Question

For each of the following sublevels, give the \(n\) and \(l\) values and the number of orbitals: (a) \(5 s ;\) (b) \(3 p ;\) (c) \(4 f\).

Short answer

(a) \(5s \): \( n = 5 \), \( l = 0 \), 1 orbital; (b) \(3p \): \( n = 3 \), \( l = 1 \), 3 orbitals; (c) \(4f \): \( n = 4 \), \( l = 3 \), 7 orbitals.

Step-by-step solution

Identify the Principal Quantum Number (n)

The principal quantum number, denoted as \( n \), represents the energy level of an orbital and is given directly in the notation. For each sublevel notation, identify the \( n \) value: (a) For \( 5s \), \( n = 5 \); (b) For \( 3p \), \( n = 3 \); (c) For \( 4f \), \( n = 4 \).

Determine the Azimuthal Quantum Number (l)

The azimuthal quantum number, \( l \), signifies the subshell and is assigned specific values based on the letter of the sublevel: s (\( l = 0 \)), p (\( l = 1 \)), d (\( l = 2 \)), f (\( l = 3 \)). Using this, we get: (a) For \( 5s \): \( l = 0 \); (b) For \( 3p \): \( l = 1 \); (c) For \( 4f \): \( l = 3 \).

Calculate the Number of Orbitals

The number of orbitals in a given sublevel can be determined by the formula \( 2l + 1 \). Using the \( l \) values from the previous step: (a) For \( 5s \): \( 2(0) + 1 = 1 \) orbital; (b) For \( 3p \): \( 2(1) + 1 = 3 \) orbitals; (c) For \( 4f \): \( 2(3) + 1 = 7 \) orbitals.

Key concepts

Principal Quantum Number

The principal quantum number, denoted as \( n \), plays a crucial role in the quantum mechanical model of the atom. It primarily indicates the main energy level or shell of an electron within an atom. Each principal quantum number corresponds to a different energy level. For example, an electron in the energy level \( n = 3 \) is at a higher energy state compared to an electron in \( n = 2 \).

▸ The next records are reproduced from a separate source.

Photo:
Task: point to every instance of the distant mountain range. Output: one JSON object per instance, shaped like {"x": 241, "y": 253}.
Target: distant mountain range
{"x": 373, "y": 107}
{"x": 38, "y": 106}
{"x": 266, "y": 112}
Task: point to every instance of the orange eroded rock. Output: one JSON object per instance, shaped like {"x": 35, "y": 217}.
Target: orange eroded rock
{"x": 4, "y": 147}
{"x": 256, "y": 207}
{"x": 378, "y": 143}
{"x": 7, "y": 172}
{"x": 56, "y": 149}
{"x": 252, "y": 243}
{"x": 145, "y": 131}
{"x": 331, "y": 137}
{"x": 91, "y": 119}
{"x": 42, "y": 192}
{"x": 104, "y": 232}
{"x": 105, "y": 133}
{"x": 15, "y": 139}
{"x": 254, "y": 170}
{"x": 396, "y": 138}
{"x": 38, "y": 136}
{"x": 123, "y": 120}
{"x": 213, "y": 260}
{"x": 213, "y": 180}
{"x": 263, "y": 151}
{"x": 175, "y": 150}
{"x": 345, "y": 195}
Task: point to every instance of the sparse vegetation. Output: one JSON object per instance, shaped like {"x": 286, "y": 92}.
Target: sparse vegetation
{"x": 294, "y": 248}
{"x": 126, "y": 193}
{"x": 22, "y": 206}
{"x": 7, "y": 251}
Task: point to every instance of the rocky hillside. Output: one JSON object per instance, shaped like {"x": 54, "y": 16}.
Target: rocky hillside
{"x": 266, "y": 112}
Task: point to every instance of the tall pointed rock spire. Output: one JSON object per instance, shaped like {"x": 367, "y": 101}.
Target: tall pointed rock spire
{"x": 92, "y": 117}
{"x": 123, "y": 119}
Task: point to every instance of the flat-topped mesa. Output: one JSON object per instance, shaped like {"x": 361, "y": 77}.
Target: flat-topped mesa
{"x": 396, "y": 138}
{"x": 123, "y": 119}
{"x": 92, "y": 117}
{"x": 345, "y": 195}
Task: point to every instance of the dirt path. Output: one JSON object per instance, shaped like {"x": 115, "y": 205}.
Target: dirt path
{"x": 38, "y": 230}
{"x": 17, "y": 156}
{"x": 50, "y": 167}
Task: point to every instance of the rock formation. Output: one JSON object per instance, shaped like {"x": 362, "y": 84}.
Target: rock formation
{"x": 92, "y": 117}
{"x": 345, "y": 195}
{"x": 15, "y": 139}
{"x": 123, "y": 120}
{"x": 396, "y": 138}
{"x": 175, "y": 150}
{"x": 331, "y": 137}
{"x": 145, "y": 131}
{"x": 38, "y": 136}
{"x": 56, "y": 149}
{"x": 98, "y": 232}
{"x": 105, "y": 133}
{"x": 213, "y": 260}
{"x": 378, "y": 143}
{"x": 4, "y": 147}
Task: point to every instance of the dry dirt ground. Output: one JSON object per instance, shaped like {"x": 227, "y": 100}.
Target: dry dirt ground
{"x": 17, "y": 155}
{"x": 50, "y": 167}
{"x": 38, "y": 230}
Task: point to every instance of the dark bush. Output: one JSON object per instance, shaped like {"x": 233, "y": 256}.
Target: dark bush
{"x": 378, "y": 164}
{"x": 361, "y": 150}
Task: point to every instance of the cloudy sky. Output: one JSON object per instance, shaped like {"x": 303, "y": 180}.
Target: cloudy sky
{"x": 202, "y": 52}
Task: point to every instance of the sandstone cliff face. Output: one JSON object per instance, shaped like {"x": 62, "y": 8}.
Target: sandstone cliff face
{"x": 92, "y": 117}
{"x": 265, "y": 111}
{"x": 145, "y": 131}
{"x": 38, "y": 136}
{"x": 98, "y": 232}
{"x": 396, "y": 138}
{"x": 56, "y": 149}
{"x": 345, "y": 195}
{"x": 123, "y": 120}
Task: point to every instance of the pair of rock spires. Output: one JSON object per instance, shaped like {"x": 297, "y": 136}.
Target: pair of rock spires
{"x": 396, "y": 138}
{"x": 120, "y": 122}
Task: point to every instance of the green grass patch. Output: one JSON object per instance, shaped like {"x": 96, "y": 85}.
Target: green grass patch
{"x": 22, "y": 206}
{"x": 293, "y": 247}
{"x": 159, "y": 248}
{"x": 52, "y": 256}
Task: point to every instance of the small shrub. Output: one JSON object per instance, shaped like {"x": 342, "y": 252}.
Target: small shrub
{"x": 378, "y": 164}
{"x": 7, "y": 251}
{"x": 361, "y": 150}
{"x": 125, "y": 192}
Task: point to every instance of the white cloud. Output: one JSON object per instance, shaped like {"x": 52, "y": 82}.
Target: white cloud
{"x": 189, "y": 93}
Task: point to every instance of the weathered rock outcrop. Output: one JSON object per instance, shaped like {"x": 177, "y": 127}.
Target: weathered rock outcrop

The value of \( n \) can be any positive integer (1, 2, 3, etc.). This number not only tells us the energy level, but also gives an idea about the size of the orbital. Higher values of \( n \) correspond to orbitals that are farther from the nucleus and have higher energy.

• For \( 5s \), \( n = 5 \)
• For \( 3p \), \( n = 3 \)
• For \( 4f \), \( n = 4 \)

Azimuthal Quantum Number

Also known as the angular momentum quantum number and denoted as \( l \), the azimuthal quantum number determines the shape of the electron's orbital. Each value of \( n \) has a set of possible \( l \) values ranging from 0 to \( n-1 \). For example, if \( n = 3 \), then \( l \) can be 0, 1, or 2.
The specific letter designation (s, p, d, f) and corresponding \( l \) values are:

• s-orbital: \( l = 0 \)
• p-orbital: \( l = 1 \)
• d-orbital: \( l = 2 \)
• f-orbital: \( l = 3 \)

Using these designations, we can determine the azimuthal quantum numbers for each given sublevel:

• For \( 5s \), \( l = 0 \)
• For \( 3p \), \( l = 1 \)
• For \( 4f \), \( l = 3 \)

Orbitals

Orbitals are regions in an atom where there is a high probability of finding electrons. Each orbital is defined by the values of the quantum numbers \( n \) and \( l \).
The azimuthal quantum number \( l \) helps us determine the number of orbitals for a subshell using the formula \( 2l + 1 \). This formula captures all the possible orientations of the orbitals in space for that particular subshell. For example, in the p-subshell (where \( l = 1 \)), there are 3 orbitals because \( 2(1) + 1 = 3 \).

• For \( 5s \), \( l = 0 \), there is 1 orbital: \( 2(0) + 1 = 1 \)
• For \( 3p \), \( l = 1 \), there are 3 orbitals: \( 2(1) + 1 = 3 \)
• For \( 4f \), \( l = 3 \), there are 7 orbitals: \( 2(3) + 1 = 7 \)

By understanding the number of orbitals, we get an insight into how electrons are arranged in an atom and how they affect its chemical properties.